Chamou a
atenção do motorista e de alguns passageiros quando subiu, cambaleante, os
degraus do ônibus, parecendo embriagada. Algumas mechas caíam-lhe do rabo de
cavalo malfeito, grudando-se ao suor do rosto lívido. O corpo encurvado, a mão
trêmula sobre o ventre e o rosto que se contorcia em esgares faziam pensar no
que estaria acontecendo àquela menina magra de pouco mais de 18 anos. Olhos
baixos, como se a claridade a incomodasse, aceitou o lugar que lhe foi
oferecido por milagre no veículo lotado. Tão logo se sentou, sentiu as carnes
repuxando por dentro e uma dor muito forte no peito, impedindo-a de respirar.

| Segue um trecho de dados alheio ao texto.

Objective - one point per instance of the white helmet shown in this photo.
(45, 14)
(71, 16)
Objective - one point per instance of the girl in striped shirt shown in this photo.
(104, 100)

Alguma coisa não tinha dado certo. Ela ainda podia sentir os ferros da fazedora
de anjos arrancando, indiferente, o seu destino indesejado. Por entre as pernas dormentes,
escorreu um sangue escuro, sujando a calça jeans surrada, mas ela manteve as
duas mãos pressionando a barriga, mostrando que só ali havia sofrimento. Quase
desfalecida, foi deixada por uma alma anônima num hospital público, onde morreu
sozinha no chão sujo do banheiro, poucas horas depois, esperando
atendimento. Antes de fechar os olhos para sempre, escutou o chorinho fraco de
bebê e a voz de criança que lhe pedia: “Vem, mamãe, vem também!”.
13 comentários:
Oh! Assim, não vale.
Tão profundo, tão próximo da triste realidade do nosso Brasil!
Lindo texto Cinthia!!!
Um abraço
Obrigada, Daniel! É verdade, não? Triste realidade.
Meu amigo Joaquim, dureza, não?
credo Cinthia! esta foi em cheio na minha fraqueza!!
e nem palavra a mais e nem palavra a menos!Bingo no leitor que sou eu, de vez em quando, assim, desprevenida!
Assim não vale mesmo, Cinthia. Além da dura realidade, esse final faz a gente engolir em seco.
Fátima, acho que se nós duas lançássemos um livro em conjunto, sobre mulheres e seus dramas, íamos vender os exemplares junto com uma caixinha de lenços de papel. A gente vive, vive e acaba por conhecer tantas histórias, tantas tristezs, hein, minha amiga? Obrigada!
cecilia, há que se tentar enxergar dos dois lados, não? ou seriam quantos lados nessas questões tão delicadas? Bjs e obrigada.
" íamos vender os exemplares junto com uma caixinha de lenços de papel" :)
Texto de rasgar o coração, de fazer nossos minadouros portáteis desaguarem "milágrimas"...
Abs,
Tarlei
Obrigada pela leitura e comentário, Tarlei.
Qual dura crueldade estampada numa cruel realidade de uma vida, numa Sociedade sofrida por Socialmente desprovida do essêncial,
porque despida de Justiça... Forte,mas Real! Forte como é hábito...
Um muito obrigado, Réjo Marpa
Obrigada pela leitura e comentário, Réjo Marpa!